It was in the backyard of a home where San Pablo Police say three siblings spent most of their days. Investigators say a 13-year-old girl and her 11-year-old twin brothers have the injuries to show for it.

"They had injuries consistent with being forced to stand for hours upon hours outside. They were forced to bathe outside, and they were only fed once a week. They had to ask permission to use the bathroom and allegedly beaten for even asking," said Lt. Mark Foisie, from the San Pablo Police Department.

Their grandmother Faasese Fiu and their aunt Satu Diaz have been charged with multiple counts of child abuse. Police began investigating them after getting a call from a concerned citizen. A woman saw the children last Thursday in front of a liquor store dirty, shoeless, seemingly malnourished, blistered and bruised from head to toe. The sister even had dried blood on her.

"They're lying. Why would they do that to their grandmother and their auntie?" said another aunt who doesn't want to be identified.

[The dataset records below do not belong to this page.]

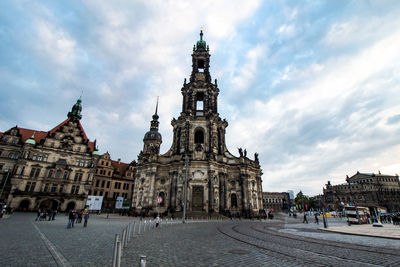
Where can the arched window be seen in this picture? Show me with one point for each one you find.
(162, 195)
(199, 137)
(233, 201)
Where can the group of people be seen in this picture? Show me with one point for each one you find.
(46, 214)
(75, 216)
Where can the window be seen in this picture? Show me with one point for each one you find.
(75, 189)
(27, 186)
(46, 188)
(199, 104)
(34, 172)
(54, 188)
(58, 174)
(199, 137)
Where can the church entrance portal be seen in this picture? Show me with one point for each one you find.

She says this is all a misunderstanding. The children moved into the home two years ago after being sent from Samoa by their father. And she says ever since, the siblings have constantly fought, which is how they got bruised up.

"They box each other the way they are," said the aunt.
"So the grandmother or the aunt never hurt them?" asked ABC7 reporter Lilian Kim.
"No. They always told them, 'You all need to stop. Quit it.' We took care of them, yes my mom did. When they came here my mom took them shopping," said the aunt.

Police aren't buying it. The children are now in protective custody.

"How could somebody do that to their children? But we're in the business of dealing with these kinds of things; we are. And so we know we're going to see it again," said Lt. Foisie.

Four other grandchildren were living at the home. Police say those children showed no signs of abuse.